Micelio
10514Corte Suprema de Justicia · Sala Tutelas2001

Magistrado ponente: Jorge Enrique Córdoba Poveda

SALVAMENTO PARCIAL DE VOTO REPÚBLICA DE COLOMBIA Corte Suprema de Justicia SALVAMENTO PARCIAL DE VOTO TUTELA N° 10514 SALVAMENTO PARCIAL DE VOTO De manera respetuosa me permito disentir del criterio de la mayoría en cuanto a través de este excepcional mecanismo constitucional ordenó el pago de las mesadas pensionales atrasadas.
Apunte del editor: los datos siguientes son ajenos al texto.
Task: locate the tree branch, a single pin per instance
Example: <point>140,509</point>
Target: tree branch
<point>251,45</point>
Estoy absolutamente de acuerdo en que el mínimo vital, entendido como aquel ingreso indispensable para asegurar una digna subsistencia de la persona y su familia, es inherente al modelo social del Estado que nuestra Carta Política ha consagrado, por lo que cuando está ligado al pago cumplido de las mesadas pensionales, y generalmente lo está, pues se trata de personas de tercera edad, sin ninguna otra capacidad de ingreso, la acción de tutela es un mecanismo adecuado para conseguir su cancelación. Además, porque al no ordenar su pago inmediato no sólo se atenta contra el derecho a una existencia digna, sino contra el derecho al trabajo, pues no aparece justo, como lo ha señalado la Corte Constitucional, que una persona entregue su vida a la construcción de riqueza material y que, agregamos, descuente una parte de su salario como cotización pensional para asegurar una vejez sin avatares, y que al final se encuentre con que ese esfuerzo ahorrado y acumulado, a través de muchos años, no se le devuelve.

Sin embargo, estimamos, salvo casos excepcionales, que el pago debe ordenarse hacia el futuro y no de las mesadas atrasadas, las cuales se deben reclamar por las vías judiciales ordinarias, las que no pueden ser sustituidas por la tutela, pues ésta, en el caso de las pensiones ligadas al mínimo vital, sólo encuentra su razón de ser en la necesidad de proteger el derecho fundamental a la subsistencia y existencia digna, amenazado por la no cancelación, de manera que en tratándose de pensiones vencidas, no puede entenderse su protección hacia el pasado.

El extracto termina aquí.